La mirada es importante. Lo supimos ya con el huracán afrancesado y godardiano que abría ‘Malas Calles’ (Mean Streets, 1972) o aprendiendo a mirar de nuevo con los protagonistas de ‘El rey de la comedia’ (The King of Comedy, 1981) o ‘Jo qué noche’ (After Hours, 1985). La mirada de Scorsese forja a Henry Hill desde su ventana en ‘Uno de los nuestros’ (Goodfellas, 1990) pero aquí, envejecido, generoso, decide algo más: que esa mirada cargue de sentido toda su memoria, sobretodo cinéfila pero no despegada de la vida, y que la encuentre con sorpresa, de nuevo.

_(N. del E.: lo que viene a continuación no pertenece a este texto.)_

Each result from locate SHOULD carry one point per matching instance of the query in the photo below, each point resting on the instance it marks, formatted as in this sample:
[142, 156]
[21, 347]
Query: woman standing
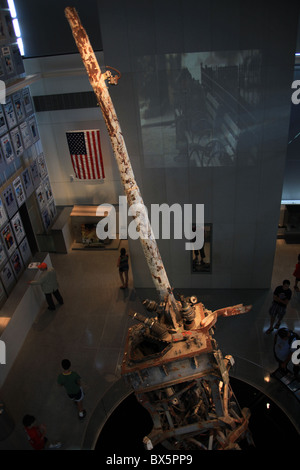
[123, 268]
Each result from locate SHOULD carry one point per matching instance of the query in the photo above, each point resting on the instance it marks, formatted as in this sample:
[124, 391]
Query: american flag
[86, 155]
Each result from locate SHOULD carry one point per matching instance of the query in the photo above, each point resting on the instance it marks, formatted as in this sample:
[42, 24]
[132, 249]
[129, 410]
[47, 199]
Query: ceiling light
[17, 27]
[21, 46]
[12, 8]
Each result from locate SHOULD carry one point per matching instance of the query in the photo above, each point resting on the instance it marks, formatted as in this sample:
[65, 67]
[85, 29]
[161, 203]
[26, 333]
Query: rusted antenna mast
[171, 360]
[97, 80]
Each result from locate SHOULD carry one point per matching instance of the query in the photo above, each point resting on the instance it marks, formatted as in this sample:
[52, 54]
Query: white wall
[65, 74]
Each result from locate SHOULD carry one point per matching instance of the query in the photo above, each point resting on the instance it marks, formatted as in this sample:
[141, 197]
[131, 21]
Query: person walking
[281, 297]
[123, 266]
[284, 349]
[36, 434]
[71, 381]
[296, 273]
[49, 285]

Y bajo la mirada de Scorsese hay espacio para mucho más, claro, desde un París marcado por el rasgueo inconfundible de la guitarra de Django Reinhardt, la atenta mirada de Chaplin, siempre en el reojo de todos los carteles, o esa historia de amor, homenaje tiernísimo y nada obvio al cine mudo, entre dos señores de mediana edad en la estación, en la que Scorsese concede que no solamente basta con Keaton sino que también merece la pena no olvidar a Tati, justamente citado en la primera parte de la película.

Como ‘El Moderno Sherlock Holmes’ (Sherlock Jr, 1924), como ‘El Desprecio’ (Le Mépris, 1963) o ‘Pierrot El Feo’ (Pierrot le fou, 1965), esta es una película que reconoce en el cine una forma incompleta de ensayar la vida, como ‘El Maquinista de la General’ (The General, 1926) o ‘Mi tío’ (Mon Oncle, 1959) esta es una película que reconoce la aceleración industrial como una fuente de torpeza que también puede derivar en una extraña y hermosa forma de resistencia, como aquél ‘Viaje a la Luna’ (Le Voyage dans le lune, 1902) o ‘Ciudadano Kane’ (Citizen Kane, 1941) una imagen puede generar un espectáculo imposible.

Es decir, una obra honda, insobornable, maestra.